According to Friedrich Hayek, the explanation for economic downturns is due to the culmination
of the simultaneous and erroneous errors of entrepreneurs in the same direction that lead to
economic losses across the economy. Hayek suggests a plausible reason for these simultaneous
mistakes: excessively low interest rate set by the central bank wrongfully encourage businesses
to overinvest in capital goods. This premature economic “boom” in results in excess productive
capacity, making the economy susceptible to a “bust” when production slows.
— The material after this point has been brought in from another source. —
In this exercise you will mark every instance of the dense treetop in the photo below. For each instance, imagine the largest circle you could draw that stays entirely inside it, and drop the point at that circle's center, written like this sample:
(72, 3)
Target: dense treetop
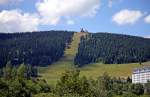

According to Hyman Minsky, the explanation for economic downturns is due to financial
instability caused by “speculative bubbles” in business cycle fluctuations. These business cycle
fluctuations are caused by an opposing mix of borrowers. During prosperous times, capitalist
economies shift from a predominantly hedge financed economy to one in which there is a greater
population of speculative and Ponzi borrowers. This excess of speculative and Ponzi borrowers
results in an economy characterized by investors that are overburdened by debt and forced to sell
assets to repay loans, causing a drop in asset prices. This swift decline in asset price force more
Ponzi borrowers to withdraw their investments, generating a financial system lacking liquidity.
Thus, it can be stated that these explanations for economic downturn are not entirely competing,
but rather complementary. Both Hayek and Minsky proposed that the failure of firms and other
price setters to coordinate was one of the primary reasons for business cycle crises. There is a
mismatch between those investors that plan to sell future output for enough revenue to repay the
debts incurred during financial projects and consumers that plan to buy future output at such
prices. Both also suggest that the commercial/private banking system, independent of the central
banking system, can play a major role in amplifying economic instability. However, for Hayek,
there is a larger emphasis on the role played by the central bank and the role that it plays in
exogenous money injections into the economy. For Minsky, the commercial bank plays a larger
role. Additionally, the two economists do not agree on the best ways to prevent and correct
recessions. According to Hayek, the best way to prevent an economic recession is through
neutral monetary growth in which the money supply changes to facilitate trade but this not result
in a change in price and the best way to correct a recession would be to avoid expansionary
money and fiscal policies that promote the misallocation of money during times of economic
boom (like the easy money policy and credit expansion). In contrast, Minsky would proposed to
prevent an economic recession, during times of economic prosperity, commercial bank lenders
should substantially limit the amount of loans given to those individuals that have the financial
means of covering the principle and interest payments (to avoid loan defaults). The best way to
remedy said recession would be to remove those speculator and Ponzi investors so that the hedge
borrowers would be able to stabilize levels of consumption and investment.